Background: Gastric ulcer is one of the most serious diseases over wide the world. There are many drugs used for the treatment of gastric ulcer, but most of these produce several adverse reactions. This study aims to investigate the protective effects of extracts of ginger and marshmallow on pyloric ligation-induced gastric ulcer in rats.
Methods: Animals were divided into 5 Groups; a normal control group, an ulcer control group, a standard treatment group receiving famotidine (20 mg/kg), and two treatment groups receiving ginger (100 mg/kg) and marshmallow (100 mg/kg). Treatments were given orally for 14 days. On the 15th day, animals were subjected to pyloric ligation except for the normal control group. Four hours later, rat stomachs were excised and gastric juice and blood samples were collected.
Results: Pyloric ligation caused significant elevations in ulcer number, ulcer index, gastric volume, titratble acidity, acid output, mucin content and peptic activity, accompanied by significant decreases in blood superoxide dismutase (SOD) activity and gastric mucosal nitric oxide (NO) and glutathione (GSH) contents. In addition, elevations in gastric mucosal lipid peroxide and histamine contents were observed. Pretreatment with famotidine, ginger or marshmallow significantly corrected all blood and tissue parameters by varying degrees.
Conclusions: Famotidine, ginger and marshmallow may protect against pyloric ligation-induced peptic ulcer in rats, being promising for further clinical trials.

Keywords

Famotidine; Ginger; Marshmallow; Peptic ulcer; Pyloric ligation

Introduction

Peptic ulcer is one of the world’s major gastro-intestinal disorders, embracing both gastric and duodenal ulcers, and affecting 10% of the world population [1]. The pathogenesis of peptic ulcer disease includes a complex imbalance between gastric offensive factors like increased gastric acid and pepsin secretion, Helicobacter pylori (H. Pylori) infection, bile salts, ethanol, medications like NSAIDs, and lipid peroxidation, and defensive mucosal factors like prostaglandins (PG’s), gastric mucus, cellular renovation, blood flow, mucosal cell shedding, glycoproteins, mucin secretion, proliferation and antioxidant defense mechanisms like catalase (CAT), superoxide dismutase (SOD), nitric oxide (NO) and glutathione (GSH) [1].

Famotidine is an H2 receptor antagonist that inhibits acid production by reversibly competing with histamine for binding with H2 receptors located at the basolateral membrane of the parietal cells [2-4]. Histamine H2 receptor antagonists not only inhibit acid secretion induced by histamine, gastrin and cholinergic stimulation, but can also promot healing of ulcers [5,6].

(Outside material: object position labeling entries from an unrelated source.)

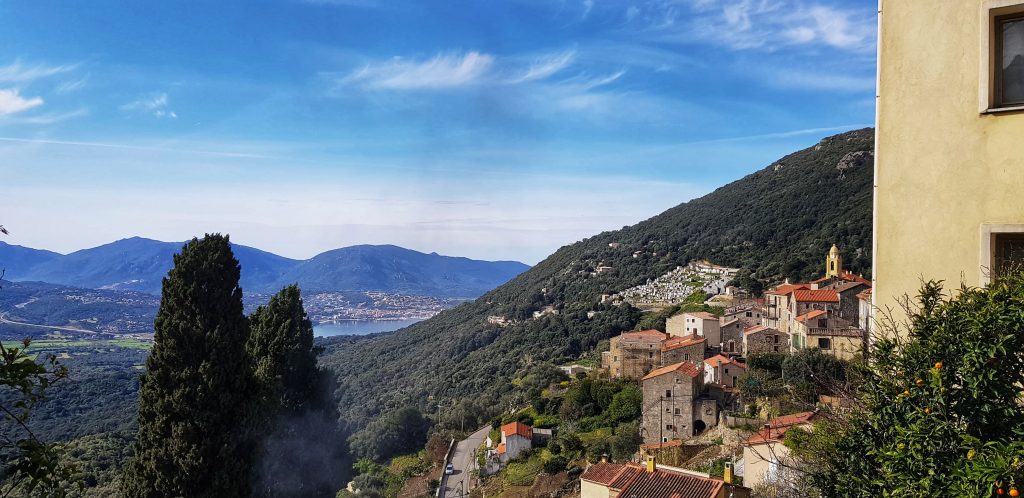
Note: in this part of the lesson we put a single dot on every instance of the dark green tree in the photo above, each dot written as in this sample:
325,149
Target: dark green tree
281,348
301,447
941,404
196,395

The use of phytoconstituents as drug therapy to treat major ailments has proved to be clinically effective and relatively less toxic than traditional drugs, based on their ability to reduce offensive factors, particularly oxidative stress [7]. Ginger (Zingiber officinale Roscoe, family: Zingiberaceae) is a herbal drug reported to stimulate digestion and absorption and to relieve constipation and flatulence by increasing muscular activity in the digestive tract [8-10].

In folk medicine and literatures, marshmallow (Althaea officinalis L., family: Malvaceae) was used in gastrointestinal disorders [11]. Aqueous marshmallow flower extract demonstrated a protection against ethanol-induced gastric ulcer. It has been shown that mucilage and flavonoids have the property of covering and protecting gastric mucosa, thereby reducing the incidence of gastric ulcer [12,13].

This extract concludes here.